Надеюсь, это мне потом не аукнется.
Выпятив попку назад, грудь — вперед, соблазнительно отставляю в сторону ножку, после чего медленно открываю дверь.
— Ну, где анкета? — томно мурлыкаю и ослепительно улыбаюсь паразиту.
— Она… — удивленно моргает Владислав.
Его взгляд невольно отвлекается от моего лица, сползая ниже. Конечно, сейчас очень трудно смотреть мне в глаза! Какое-то время продюсер разглядывает меня, задерживаясь в особо интересных ему местах. Груди он уделяет больше всего времени, чуть не облизываясь на соски, которые набухли от такого внимания им. Все мое тело горело и мелко дрожало от стыда и непонятного мне чувства, но я уже не могла прекратить этот глупый спектакль.
Меня завораживало то, как он разглядывает меня. Кроме того, невероятно нравилось отвечать ему тем же. Разбитая губа уже немного поджила, и небольшая болячка напоминала ранку от герпеса. Синяк, который уже успел проступить на его щеке, был замазан чем-то, делая его чуточку меньше заметным.

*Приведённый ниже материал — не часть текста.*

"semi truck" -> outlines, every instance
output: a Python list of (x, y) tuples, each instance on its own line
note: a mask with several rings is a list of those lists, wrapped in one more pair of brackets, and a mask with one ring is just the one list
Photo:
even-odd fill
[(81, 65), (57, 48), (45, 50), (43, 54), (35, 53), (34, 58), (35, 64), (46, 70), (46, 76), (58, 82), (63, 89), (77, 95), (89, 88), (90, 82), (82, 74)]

Тоналка? Зачем он замазал его?
— Где анкета? — спрашиваю его, видя ее в его руках. — Тут? — указываю на свои ноги, что он рассматривал, не прерываясь, последние пару секунд. Провожу по своей ноге пальцем, гладя ее аккуратно, чуть ли не до самой коленки. — Или тут? — поднявшись вверх, вырисовываю ногтем круг на бедре по шортам. — Господин продюсер, вы меня слышите?

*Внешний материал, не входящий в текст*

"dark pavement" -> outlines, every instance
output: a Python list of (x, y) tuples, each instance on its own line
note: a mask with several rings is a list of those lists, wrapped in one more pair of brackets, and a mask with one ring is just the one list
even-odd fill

— Да! — отвечает он, сглотнув, и пристально смотрит мне в лицо, что ему удается с явным трудом.
— Ну, тогда где она? — спрашиваю его со смешком.
— Кто — она? — хмурится Златогорский.
— Ну, она… — продолжаю издеваться.
— Кто — она? — наш продюсер начинает злиться.

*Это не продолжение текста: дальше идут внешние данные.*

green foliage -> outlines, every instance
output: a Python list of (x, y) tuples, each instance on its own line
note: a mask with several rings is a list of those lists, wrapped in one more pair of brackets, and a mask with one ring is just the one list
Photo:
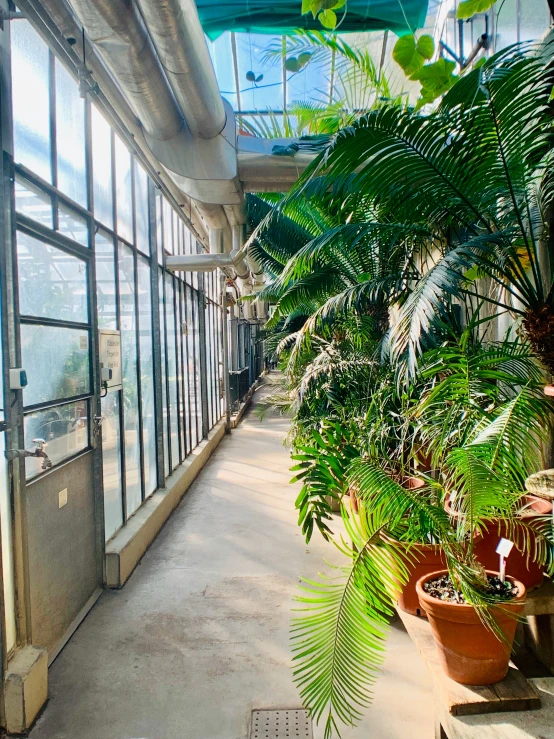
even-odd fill
[[(402, 582), (411, 542), (440, 542), (494, 630), (474, 535), (502, 521), (552, 569), (550, 517), (517, 515), (552, 429), (537, 362), (554, 371), (552, 48), (486, 60), (429, 115), (370, 110), (288, 195), (249, 200), (293, 412), (299, 523), (334, 540), (327, 497), (352, 490), (361, 504), (359, 518), (343, 512), (347, 564), (308, 585), (293, 631), (296, 678), (326, 736), (370, 700), (391, 573)], [(452, 69), (439, 65), (431, 93)], [(501, 340), (499, 317), (513, 329)], [(413, 475), (423, 487), (410, 489)], [(387, 549), (381, 531), (402, 545)]]
[(492, 8), (496, 0), (461, 0), (456, 11), (456, 18), (466, 20), (475, 13), (484, 13)]
[(304, 580), (291, 629), (295, 680), (315, 720), (325, 716), (325, 739), (371, 702), (394, 594), (407, 580), (406, 552), (380, 538), (376, 517), (350, 518), (343, 509), (343, 520), (351, 544), (337, 547), (348, 564), (319, 582)]
[(426, 64), (412, 74), (410, 79), (421, 82), (421, 93), (416, 109), (434, 102), (456, 83), (458, 77), (454, 74), (455, 68), (454, 62), (441, 58), (433, 64)]
[(347, 438), (348, 431), (338, 422), (326, 424), (321, 432), (312, 431), (310, 446), (298, 445), (292, 455), (298, 464), (291, 468), (297, 473), (291, 482), (303, 483), (295, 505), (306, 543), (312, 537), (314, 524), (329, 539), (332, 534), (326, 523), (332, 518), (329, 499), (341, 502), (348, 495), (346, 471), (359, 453)]
[(302, 0), (302, 15), (311, 12), (324, 28), (333, 30), (337, 26), (335, 10), (339, 10), (344, 5), (346, 5), (346, 0)]
[(419, 72), (428, 59), (433, 58), (435, 42), (432, 36), (423, 35), (418, 39), (412, 34), (401, 36), (394, 45), (392, 57), (403, 69), (407, 77)]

— Владислав, вы что, совсем меня не слушали, пока так откровенно разглядывали? — картинно возмущаюсь, будто не этого добивалась минутой ранее.
— Я? Я тебя не разглядывал! — протестует Златогорский.
— А что вы делали?
— Я… смотрел! — поясняет так, словно это не одно и то же.
— Разглядывал, — невозмутимо поправляю его.
— Я думал. Мысленно представлял, подойдет ли тебе то платье, что я выбрал для выступления.
— Какое платье?
Что-что, а о вещах я люблю говорить!
— Красивое, — вздыхает Владислав, изображая что-то похожее на улыбку.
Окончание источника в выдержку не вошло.